“Well, it’s so. The sawdust on the floor was probably soaked for you before you went in. Then, with the door shut, you’d soon go off your head.”
“But, listen—Markley and Dugger say they carried me out, and that couldn’t have been very long after I went off the handle. Just smelling the stuff wouldn’t make a fellow sleep eighteen hours, would it?”
“No; but the glass of water, or what was in it, probably did the rest. You were doped.”
For some little time Larry didn’t speak. When he broke the silence, it was to say: “That brings on a lot more talk, doesn’t it, Purdy? Why should those plug-uglies at ‘Pat’s Place’ want to fill me up with lies and then drug me?”
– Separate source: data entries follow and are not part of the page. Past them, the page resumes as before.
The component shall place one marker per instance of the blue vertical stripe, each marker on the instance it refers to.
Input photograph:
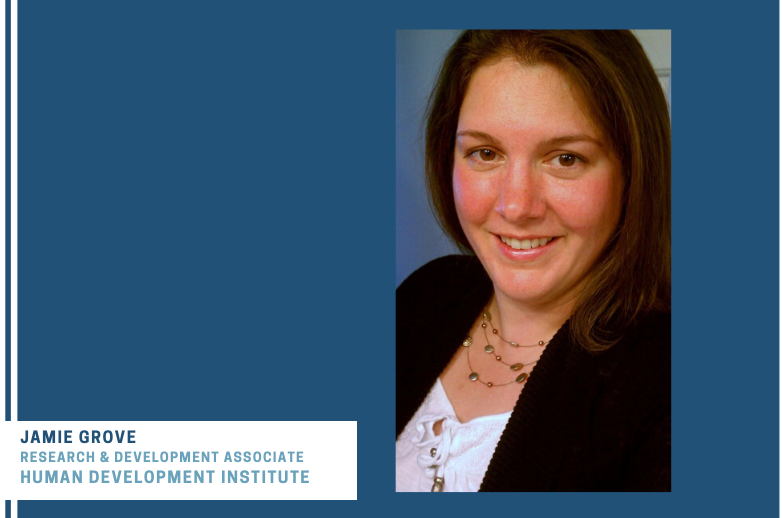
(8, 213)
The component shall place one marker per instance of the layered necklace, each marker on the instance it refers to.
(490, 349)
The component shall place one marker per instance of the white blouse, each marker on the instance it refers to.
(460, 455)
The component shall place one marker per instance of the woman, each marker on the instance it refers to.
(540, 361)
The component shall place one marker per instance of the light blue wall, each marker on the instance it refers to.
(418, 238)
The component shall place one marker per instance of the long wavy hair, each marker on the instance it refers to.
(623, 96)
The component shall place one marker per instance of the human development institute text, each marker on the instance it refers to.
(198, 476)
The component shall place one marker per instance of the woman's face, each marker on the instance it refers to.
(537, 187)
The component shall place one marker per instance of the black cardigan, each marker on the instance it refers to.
(584, 422)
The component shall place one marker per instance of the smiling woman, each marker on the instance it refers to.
(540, 360)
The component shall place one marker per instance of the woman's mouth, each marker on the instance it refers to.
(526, 244)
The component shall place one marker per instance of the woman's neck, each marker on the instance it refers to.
(526, 324)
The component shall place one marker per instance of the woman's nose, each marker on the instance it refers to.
(521, 195)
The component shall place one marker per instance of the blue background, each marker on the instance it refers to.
(206, 196)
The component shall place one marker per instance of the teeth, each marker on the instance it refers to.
(525, 244)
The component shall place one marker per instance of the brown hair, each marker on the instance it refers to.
(622, 94)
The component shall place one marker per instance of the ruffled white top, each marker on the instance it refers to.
(463, 449)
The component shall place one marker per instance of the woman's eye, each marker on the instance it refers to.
(484, 155)
(567, 160)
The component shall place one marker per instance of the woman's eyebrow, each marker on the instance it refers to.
(479, 135)
(556, 141)
(569, 139)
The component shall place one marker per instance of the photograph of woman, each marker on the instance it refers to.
(540, 358)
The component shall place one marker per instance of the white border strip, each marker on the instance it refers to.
(14, 205)
(2, 216)
(14, 164)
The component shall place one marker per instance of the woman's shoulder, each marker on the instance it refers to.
(642, 359)
(445, 277)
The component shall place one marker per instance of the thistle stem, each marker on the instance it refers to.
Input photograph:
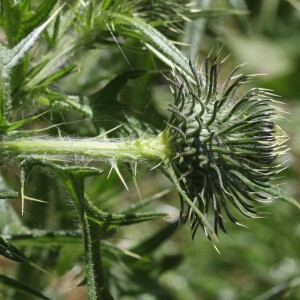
(90, 148)
(91, 235)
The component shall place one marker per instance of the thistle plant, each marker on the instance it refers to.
(219, 148)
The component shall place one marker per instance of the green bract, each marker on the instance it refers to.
(224, 144)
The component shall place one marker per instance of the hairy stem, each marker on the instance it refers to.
(91, 235)
(91, 148)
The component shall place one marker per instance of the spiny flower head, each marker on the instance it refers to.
(224, 144)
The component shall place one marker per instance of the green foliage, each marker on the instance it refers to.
(84, 92)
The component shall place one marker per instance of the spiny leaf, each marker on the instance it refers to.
(9, 58)
(19, 286)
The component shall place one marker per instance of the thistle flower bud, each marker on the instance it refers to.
(224, 146)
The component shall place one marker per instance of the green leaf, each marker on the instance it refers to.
(9, 58)
(280, 195)
(56, 76)
(41, 238)
(11, 252)
(156, 42)
(19, 286)
(32, 20)
(6, 128)
(105, 105)
(8, 194)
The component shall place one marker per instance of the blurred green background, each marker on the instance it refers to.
(259, 262)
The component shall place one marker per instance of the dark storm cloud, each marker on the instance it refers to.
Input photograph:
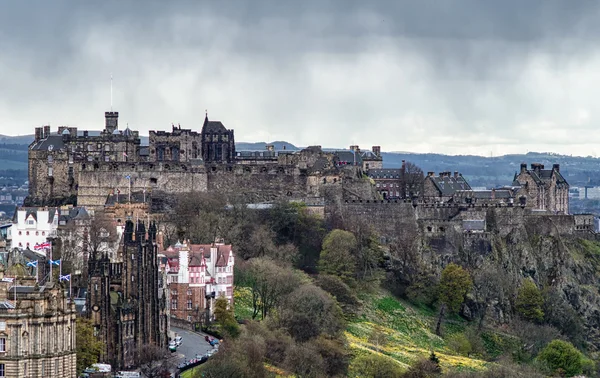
(448, 76)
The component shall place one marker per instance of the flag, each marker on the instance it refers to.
(44, 245)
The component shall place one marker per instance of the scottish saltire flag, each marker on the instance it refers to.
(44, 245)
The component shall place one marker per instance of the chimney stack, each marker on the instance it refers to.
(112, 121)
(377, 151)
(39, 132)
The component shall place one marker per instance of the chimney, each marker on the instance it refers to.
(112, 121)
(377, 151)
(39, 132)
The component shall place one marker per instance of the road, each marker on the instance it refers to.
(193, 343)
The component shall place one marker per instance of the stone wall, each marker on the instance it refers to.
(96, 185)
(257, 183)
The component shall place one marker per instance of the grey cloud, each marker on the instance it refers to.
(442, 76)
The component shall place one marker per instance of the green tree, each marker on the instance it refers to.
(376, 366)
(338, 254)
(562, 357)
(89, 347)
(225, 317)
(530, 301)
(309, 311)
(454, 286)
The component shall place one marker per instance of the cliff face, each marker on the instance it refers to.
(566, 267)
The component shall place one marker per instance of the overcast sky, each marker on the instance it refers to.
(478, 77)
“Easy,” said little Purdick. “They were paid to do it.”
“What! You mean the Underhill push?”
“It’s beating its way into your head at last, is it? Bry Underhill’s been telling it around again, as he did a month or so ago, that you’d never play anything but practice games on the ’Varsity—never come back to Sheddon after this year. He’s cooked up the proper scheme, this time, to knock you out. The story will get around to Brock—Undy will see to it that it does get around to him—and you know how strict he is about the booze.”
Again there was a little silence in the big room, and at the end of it Larry started to his feet with his fists clenched.
“It was a ‘frame-up,’ just as you say, Purdy,” he said, speaking slowly as he always did when his temper was threatening to get out of control. “I’ve tried, all along, not to be vindictive toward Underhill and his crowd, but this thing hits the limit. I’m going after that fellow now, and he’ll be the one who won’t come back to Sheddon next year instead of me!